How to Become a Morning Person

It may seem like an easy task to become a morning person, but for many it remains one of life’s challenges. Here, we have compiled a few tips to help you get started and change your ways.

1. Go to bed early

Seems obvious, right? Apparently not so much. Having always been early risers, we constantly get asked how we do it. The simple answer? Get an early night…or 7! By heading to bed for 9-10pm and rising for 5-6am, you are still easily achieving a good 8 hours sleep, which is the recommended daily amount for adults. Of course everyone is different, but you can easily train your mind and body into this new routine, and start getting the most out of your mornings. If you struggle to wind down so early, try switching all electronics off (including your mobile!), put the book down, turn down the lights, and you will soon be snoozing. If you are still struggling, try a ‘guided meditation’, there are hundreds available for free on YouTube.

2. Don’t rush into it

If you usually rise at 8am, the worst thing you can do is set your alarm for 5am and expect to awake full of energy and ready to start the day. Remember, you have to train your mind and body. Avoid setting yourself up for disaster and try waking up 15-30 minutes earlier each day and working backwards from there. These things take time, but you will soon find that after a week of early nights you will soon be raring to go at 5am, and within a month, you will have transformed into an early morning riser!

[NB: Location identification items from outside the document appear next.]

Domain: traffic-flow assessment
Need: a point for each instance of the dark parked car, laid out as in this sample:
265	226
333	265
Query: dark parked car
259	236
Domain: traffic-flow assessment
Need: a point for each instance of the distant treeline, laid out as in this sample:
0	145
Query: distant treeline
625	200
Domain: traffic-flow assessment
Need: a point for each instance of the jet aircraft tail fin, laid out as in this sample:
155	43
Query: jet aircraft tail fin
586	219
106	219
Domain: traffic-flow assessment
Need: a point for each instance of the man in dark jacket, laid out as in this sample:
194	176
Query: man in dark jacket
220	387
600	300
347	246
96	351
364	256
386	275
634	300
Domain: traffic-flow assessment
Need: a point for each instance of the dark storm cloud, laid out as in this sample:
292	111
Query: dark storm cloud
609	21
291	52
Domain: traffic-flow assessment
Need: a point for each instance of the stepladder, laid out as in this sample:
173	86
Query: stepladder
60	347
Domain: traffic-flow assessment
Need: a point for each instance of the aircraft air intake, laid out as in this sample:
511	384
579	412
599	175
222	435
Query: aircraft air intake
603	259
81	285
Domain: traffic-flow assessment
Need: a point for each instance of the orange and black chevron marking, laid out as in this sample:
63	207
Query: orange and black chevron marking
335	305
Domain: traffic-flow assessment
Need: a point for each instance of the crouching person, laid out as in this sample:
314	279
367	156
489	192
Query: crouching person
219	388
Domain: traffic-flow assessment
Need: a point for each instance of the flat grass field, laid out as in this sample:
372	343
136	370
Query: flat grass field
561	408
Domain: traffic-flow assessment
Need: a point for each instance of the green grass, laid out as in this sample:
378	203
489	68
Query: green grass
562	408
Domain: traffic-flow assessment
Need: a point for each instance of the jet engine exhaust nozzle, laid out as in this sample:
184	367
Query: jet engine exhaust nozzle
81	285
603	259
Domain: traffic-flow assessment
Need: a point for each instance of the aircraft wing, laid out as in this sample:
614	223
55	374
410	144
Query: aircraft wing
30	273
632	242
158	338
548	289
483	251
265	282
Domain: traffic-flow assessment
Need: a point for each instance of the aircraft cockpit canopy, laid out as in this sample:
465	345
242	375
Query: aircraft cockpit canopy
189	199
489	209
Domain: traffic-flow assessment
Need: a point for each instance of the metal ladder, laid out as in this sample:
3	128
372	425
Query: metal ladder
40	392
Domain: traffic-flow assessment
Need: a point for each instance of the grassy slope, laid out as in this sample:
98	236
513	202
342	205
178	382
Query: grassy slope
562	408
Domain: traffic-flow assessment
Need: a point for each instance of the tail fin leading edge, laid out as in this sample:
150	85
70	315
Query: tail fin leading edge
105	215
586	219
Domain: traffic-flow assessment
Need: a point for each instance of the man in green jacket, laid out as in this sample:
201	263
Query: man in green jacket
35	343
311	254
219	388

3. Make early mornings into a treat

Make that breakfast so good that you cannot wait to go to bed just to wake up and eat it! A healthy smoothie, chia pudding, fresh fruit and yoghurt, oat variations…the list is endless for scrumptious breakfast recipes! Prepare something delicious and you will be hopping out of bed with a spring in your step every day.
Alternatively, tie your passion into your morning routine. You know that thing that keeps you awake dreaming at night? That one dream/goal that you want to achieve but seem to ‘never have the time’ for. This could be anything! Anything unique to you. It could be that you want to transform your body but work and social commitments always seem to get in the way, so mornings are the only time you have for working out. Whatever it is, there has never been a better time.

Early mornings open up endless opportunities.

What are your top tips for becoming an early morning person? We would love to hear more!